Indian IPO market comes of age

Indian IPO market comes of age
Few days back, I had an interesting conversation with Securities and Exchange Board of India (Sebi) Chairman UK Sinha about how the initial public offering (IPO) market in India has been cleaned up. Although much of the conversation is specific to mutual funds, he touched upon some topics of interest to equity investors too.

One particularly enlightening part of the conversation was about the evolution of the Indian (IPO) market.

The IPO boom

The Indian equity markets are in the midst of an IPO boom. In terms of numbers, the previous year (2015-16) saw Rs 34,322 crore of IPOs, and 2014-15 had Rs 29,716 crore of IPOs. Both these numbers are substantially higher than the Rs 15,234 crore of 2013-14.

However, the real change is that this boom not so much quantitative, but qualitative. There’s a new transparency, and a genuinely high standard of information available for the investor. As a result, investors have fewer nasty surprises when they invest in IPOs.

Quality across spectrum

These changes are visible not only in the large, high profile issues that are intensively studied and analysed, but all across the board. Historically, the Indian IPO bazaar has had a handful of big issues at the top and a large mass of shady ones at the bottom. That’s not to say that large, high profile issues can’t be shady, but that’s a separate story for another day. The average issue size nowadays is of the order of Rs 600 to 700 crore. This is literally hundred times larger than it used to be in the heydey of IPO rackets of the 90s, and about two to three times larger than in about a decade back. Generally speaking, there are fewer, larger issues today.

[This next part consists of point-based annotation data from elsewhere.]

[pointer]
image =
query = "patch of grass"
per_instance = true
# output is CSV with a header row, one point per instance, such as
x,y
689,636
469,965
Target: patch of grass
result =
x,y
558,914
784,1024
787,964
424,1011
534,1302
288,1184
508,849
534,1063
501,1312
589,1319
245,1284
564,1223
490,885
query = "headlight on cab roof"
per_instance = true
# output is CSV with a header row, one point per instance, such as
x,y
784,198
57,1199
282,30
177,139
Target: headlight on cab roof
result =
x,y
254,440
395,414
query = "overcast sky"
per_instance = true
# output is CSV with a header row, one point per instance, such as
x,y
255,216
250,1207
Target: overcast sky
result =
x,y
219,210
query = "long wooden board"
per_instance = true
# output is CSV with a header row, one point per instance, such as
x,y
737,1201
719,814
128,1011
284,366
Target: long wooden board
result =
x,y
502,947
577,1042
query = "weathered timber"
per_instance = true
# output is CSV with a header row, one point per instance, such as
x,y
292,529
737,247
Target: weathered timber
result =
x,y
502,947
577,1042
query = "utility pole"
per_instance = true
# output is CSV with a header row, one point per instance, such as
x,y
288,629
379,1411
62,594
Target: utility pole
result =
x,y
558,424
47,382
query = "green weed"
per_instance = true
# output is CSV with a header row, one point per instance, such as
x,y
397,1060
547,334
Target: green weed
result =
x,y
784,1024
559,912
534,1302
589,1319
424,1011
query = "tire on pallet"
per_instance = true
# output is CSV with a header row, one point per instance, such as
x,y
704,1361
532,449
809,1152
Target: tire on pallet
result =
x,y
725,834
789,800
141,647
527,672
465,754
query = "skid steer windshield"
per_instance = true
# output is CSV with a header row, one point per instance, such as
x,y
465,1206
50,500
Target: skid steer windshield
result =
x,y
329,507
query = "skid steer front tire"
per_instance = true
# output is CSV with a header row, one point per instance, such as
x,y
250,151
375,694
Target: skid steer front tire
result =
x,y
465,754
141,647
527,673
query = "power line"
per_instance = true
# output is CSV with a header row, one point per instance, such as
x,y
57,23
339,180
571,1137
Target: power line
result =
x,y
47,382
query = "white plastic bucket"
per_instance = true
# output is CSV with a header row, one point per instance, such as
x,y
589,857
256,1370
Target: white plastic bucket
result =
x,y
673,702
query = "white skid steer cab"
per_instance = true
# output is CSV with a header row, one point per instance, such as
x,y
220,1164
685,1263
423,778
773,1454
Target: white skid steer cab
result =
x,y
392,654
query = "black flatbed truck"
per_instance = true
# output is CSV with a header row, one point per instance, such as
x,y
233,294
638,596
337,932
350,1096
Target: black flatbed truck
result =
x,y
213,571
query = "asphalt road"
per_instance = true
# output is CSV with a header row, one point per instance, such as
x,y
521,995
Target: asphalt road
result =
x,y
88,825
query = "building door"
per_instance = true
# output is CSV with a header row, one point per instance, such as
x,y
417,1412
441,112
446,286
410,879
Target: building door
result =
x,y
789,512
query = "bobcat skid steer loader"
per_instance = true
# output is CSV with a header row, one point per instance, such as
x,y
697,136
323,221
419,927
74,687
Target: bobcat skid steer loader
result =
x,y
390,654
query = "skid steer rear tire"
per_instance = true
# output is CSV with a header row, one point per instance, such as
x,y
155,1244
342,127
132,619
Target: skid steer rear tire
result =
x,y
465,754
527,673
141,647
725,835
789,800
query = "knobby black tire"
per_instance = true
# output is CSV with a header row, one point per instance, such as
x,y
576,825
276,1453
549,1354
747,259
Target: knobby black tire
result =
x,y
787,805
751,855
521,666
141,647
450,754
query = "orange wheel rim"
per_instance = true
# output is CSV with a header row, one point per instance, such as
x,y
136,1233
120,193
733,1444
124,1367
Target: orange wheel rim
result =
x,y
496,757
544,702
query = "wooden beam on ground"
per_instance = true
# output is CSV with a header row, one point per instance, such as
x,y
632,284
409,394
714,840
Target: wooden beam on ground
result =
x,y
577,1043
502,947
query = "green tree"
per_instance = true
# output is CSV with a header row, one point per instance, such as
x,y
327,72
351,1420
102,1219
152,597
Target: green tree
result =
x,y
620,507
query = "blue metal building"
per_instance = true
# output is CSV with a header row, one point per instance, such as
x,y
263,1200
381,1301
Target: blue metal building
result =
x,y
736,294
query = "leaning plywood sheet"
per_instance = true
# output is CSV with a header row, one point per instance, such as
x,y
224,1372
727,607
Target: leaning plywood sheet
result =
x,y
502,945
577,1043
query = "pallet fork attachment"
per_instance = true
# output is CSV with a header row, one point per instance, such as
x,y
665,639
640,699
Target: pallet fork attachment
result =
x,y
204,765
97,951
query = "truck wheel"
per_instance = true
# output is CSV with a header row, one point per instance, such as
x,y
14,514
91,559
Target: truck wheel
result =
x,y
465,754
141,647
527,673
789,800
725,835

However, smaller numbers and higher amounts alone do not ensure quality. An important role has been played by a range of measures that Sebi has taken.

Whip on merhant banks

The biggest has been that Sebi has explicitly recognised and acted upon the centrality of stern regulation of merchant bankers in the process. Throughout the history of the Indian equity markets, all fly-by-night, unethical and shady activities have been conducted by merchant bankers hired by promoters to do so.

As the Sebi chairman himself said, merchant bankers used to take contracts to raise money for promoters (and not companies) and run opening day price-fixing. The key part of fixing this problem has been the strategy of going after merchant bankers rather than promoters.
After all, there can be fly-by-night promoters but no fly-by-night merchant bankers. The latter have to be registered with Sebi, and need to continue doing business.

The key change that Sebi has brought about is to insist on an elaborate due diligence which follows a certain fix processed, along with extensive transparency about the merchant banker’s track record in the prospectus of a public issue.  On top of that, the key information in the prospectus has become easy to understand and absorb because the regulator has also created an abridged 10-page format.

Elimination of wild swings

Wild swings on the listing day of an IPO have all been eliminated by having a day for call-option bidding on the day before an issue opens.  This separates the wheat from the chaff, and gives a clear indication of the demand for the stock at realistic prices.  Along with earlier measures like ASBA (Applications Supported by Blocked Amount), the Indian IPO market has become much cleaner and much friendlier to the investor, specially the individual investor.

Concerns still persist

Does all this mean that we at Value Research have given up on our long-established opposition to IPO investing? Not really. We firmly believe that it doesn’t make sense for individual investors to invest in IPOs. If anything, compared to listed stocks, IPOs are actually less suitable for such investors.

Despite all these reforms, IPO companies are not understood as well as listed companies. The balance of power (in the sense of information being power) still lies with the seller. Let institutions dabble with IPOs, you and I should focus on stocks which we know inside out.